De acordo com o conteúdo do Programa Dirigido à Produção de Carne Bovina, aprovado por decreto presidencial de 18 de Junho, os investimentos no aumento da produção de carne, que prevêem a importação de 340.509 animais para reprodução e de 1.010.152 animais para recria e engorda – das raças Bonsmara, Simentaller e Brahma -, arrancam já este ano.
Angola consumiu no ano passado 129.485 toneladas de carne bovina, mas apenas 27.019 toneladas (21%) de produção nacional, segundo os dados constantes no mesmo documento. Este programa prevê aumentar a produção nacional de carne em 2016 para 46.833 toneladas e em 2018 para 79.148 toneladas.
No documento que suporta a aplicação deste programa é definido o objectivo de “aumentar a produção e a produtividade interna de carne”, melhorando as condições de produção nas explorações pecuárias empresariais, através da sua especialização na reprodução, cria, recria e engorda animal.
“Considerando que o aumento da produção interna de carne bovina vai contribuir para a diminuição das importações, a criação de novos postos de trabalho e a melhoria da qualidade de vida dos angolanos”, lê-se no preâmbulo do programa que consta do decreto assinado pelo Presidente José Eduardo dos Santos.
Prevê a mobilização de parceiros e investidores externos para a produção, conservação, distribuição e processamento de carne, bem como a selecção, entre as 142 explorações pecuárias nacionais, das que apresentem condições para concretizar os objectivos do programa.
Angola apresenta actualmente uma capacidade de abate de 195.360 animais por ano, para um total de 39.072 toneladas de carne. Tendo em conta projecção de produção de carne, cerca do dobro desta capacidade, o Governo angolano prevê a necessidade de implantação de um matadouro industrial por ano até 2018.
Só para este ano está prevista a importação de 400.000 animais (para reprodução e engorda) e um investimento de 29.187 milhões de kwanzas (215 milhões de euros), no entanto o programa não específica fontes de financiamento do mesmo, que no total está estimado em 90.546 milhões de kwanzas.
Até 2018, a estimativa do programa passa pela criação de mais de 23 mil postos de trabalho.

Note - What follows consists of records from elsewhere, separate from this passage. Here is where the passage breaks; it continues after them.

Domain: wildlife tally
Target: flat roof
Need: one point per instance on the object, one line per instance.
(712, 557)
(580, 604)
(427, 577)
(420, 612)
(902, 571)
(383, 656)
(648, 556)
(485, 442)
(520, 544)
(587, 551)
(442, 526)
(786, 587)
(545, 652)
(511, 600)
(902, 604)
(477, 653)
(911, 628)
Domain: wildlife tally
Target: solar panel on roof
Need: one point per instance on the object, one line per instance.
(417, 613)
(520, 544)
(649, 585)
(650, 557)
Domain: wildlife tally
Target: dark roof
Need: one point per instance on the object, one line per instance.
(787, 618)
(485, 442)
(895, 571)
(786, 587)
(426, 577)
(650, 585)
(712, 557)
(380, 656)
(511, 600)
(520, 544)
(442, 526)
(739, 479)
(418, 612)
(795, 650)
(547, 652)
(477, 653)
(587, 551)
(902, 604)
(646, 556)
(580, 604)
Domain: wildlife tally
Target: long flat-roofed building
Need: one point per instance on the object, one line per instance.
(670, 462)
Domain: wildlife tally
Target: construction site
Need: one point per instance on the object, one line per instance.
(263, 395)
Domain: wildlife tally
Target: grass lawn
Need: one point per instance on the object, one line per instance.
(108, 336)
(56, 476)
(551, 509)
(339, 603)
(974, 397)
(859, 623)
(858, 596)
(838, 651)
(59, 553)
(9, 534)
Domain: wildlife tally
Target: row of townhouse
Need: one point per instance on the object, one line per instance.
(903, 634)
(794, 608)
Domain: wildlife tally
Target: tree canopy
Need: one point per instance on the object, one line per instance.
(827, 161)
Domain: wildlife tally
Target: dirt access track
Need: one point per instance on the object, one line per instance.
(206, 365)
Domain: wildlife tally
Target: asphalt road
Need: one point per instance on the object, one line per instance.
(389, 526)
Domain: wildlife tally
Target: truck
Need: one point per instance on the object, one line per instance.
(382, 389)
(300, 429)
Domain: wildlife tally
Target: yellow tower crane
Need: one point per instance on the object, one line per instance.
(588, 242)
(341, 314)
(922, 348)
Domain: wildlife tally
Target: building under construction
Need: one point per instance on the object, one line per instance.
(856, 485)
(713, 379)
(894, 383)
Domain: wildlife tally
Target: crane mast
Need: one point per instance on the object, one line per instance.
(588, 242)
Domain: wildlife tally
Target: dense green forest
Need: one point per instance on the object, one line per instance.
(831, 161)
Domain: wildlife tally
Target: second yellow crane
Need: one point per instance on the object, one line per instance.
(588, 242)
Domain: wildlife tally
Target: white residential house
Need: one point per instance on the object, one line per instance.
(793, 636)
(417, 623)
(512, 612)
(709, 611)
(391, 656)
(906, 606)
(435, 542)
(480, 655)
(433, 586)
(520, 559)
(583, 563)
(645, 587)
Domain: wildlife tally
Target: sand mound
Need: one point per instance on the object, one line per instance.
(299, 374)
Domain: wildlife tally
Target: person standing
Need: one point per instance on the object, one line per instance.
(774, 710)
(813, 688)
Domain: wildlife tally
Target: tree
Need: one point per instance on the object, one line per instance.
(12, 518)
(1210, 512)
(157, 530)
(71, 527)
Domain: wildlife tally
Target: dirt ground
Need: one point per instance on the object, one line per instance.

Recorde-se que a notícia de que os governadores da Huíla, Cunene e Namibe estão envolvidos na pecuária com negócios de gado envolvendo milhares de dólares está a causar algum celeuma em Angola.
O jurista Nelson Viriato disse à voz da América que há “princípios da probidade pública” e que “apesar de agirem a título individual, há situações de interesse público que estão em jogo”.
“Eles devem ser imparciais (…) neste caso particular, os agentes públicos ferem o princípio da imparcialidade”, acrescentou.
Um dos governadores envolvido no negócio de gado, Kundi Pahiama, da Huambo, defendeu publicamente, na semana passada, que o governo central deveria reintroduzir subsídios de combustível para os criadores de gado e agricultores.
O presidente da Federação das Cooperativas Agro-pecuárias, Manuel Monteiro, prefere destacar a importância de complexos que geram emprego e não pretende julgar ninguém.
“Penso que não há tabu (…) as fazendas não são ocultas, são áreas muito extensas. O Estado angolano tem leis, penso que eles não estão impedidos de manifestar o que têm sido as suas actividades,” disse Manuel Monteiro.
Para o director provincial da agricultura, Francisco de Assis, as fazendas são públicas, com proprietários identificados, e a situação dos governadores não é diferente de dirigentes noutras partes do mundo.
“Dos presidentes americanos, talvez só o Obama não tenha um rancho. Na Austrália, muitos ex-membros do governo possuem acima de cem mil hectares,” disse.